Mas enquanto a divergência de elementos cis-regulatórios provavelmente contribuiu para a perda de membros e funcionalidade dos olhos, a contribuição da divergência genética notavelmente difere entre os dois traços morfológicos. Olhos consistem de vários tecidos únicos e tipos celulares, como lentes ou células fotorreceptoras, os quais expressam muitos genes não-pleiotrópicos. Em contraste, genes expressos no desenvolvimento de membros são frequentemente pleiotrópicos. Essa diferença em pleiotropia prediz uma contribuição diferencial da perda de genes para a regressão de membros e de olhos. De fato, apesar da degeneração ocular ter acontecido evolucionalmente muito mais recente se comparado à perda de membros, vários genes específicos dos olhos divergiram e se tornaram inativados nos mamíferos subterrâneos.
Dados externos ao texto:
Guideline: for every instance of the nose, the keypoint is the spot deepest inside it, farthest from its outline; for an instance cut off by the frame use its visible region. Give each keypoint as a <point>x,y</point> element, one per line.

Já em cobras, a única perda genética reportada parece ser o gene HoxD12.
Além de jogar uma luz nos processos evolucionários associados às cobras e aos mamíferos subterrâneos, o novo estudo forneceu uma estratégia amplamente aplicável de genômica comparativa e funcional para a detecção de elementos cis-regulatórios candidatos que podem estar ligados às diferenças morfológicas entre espécies.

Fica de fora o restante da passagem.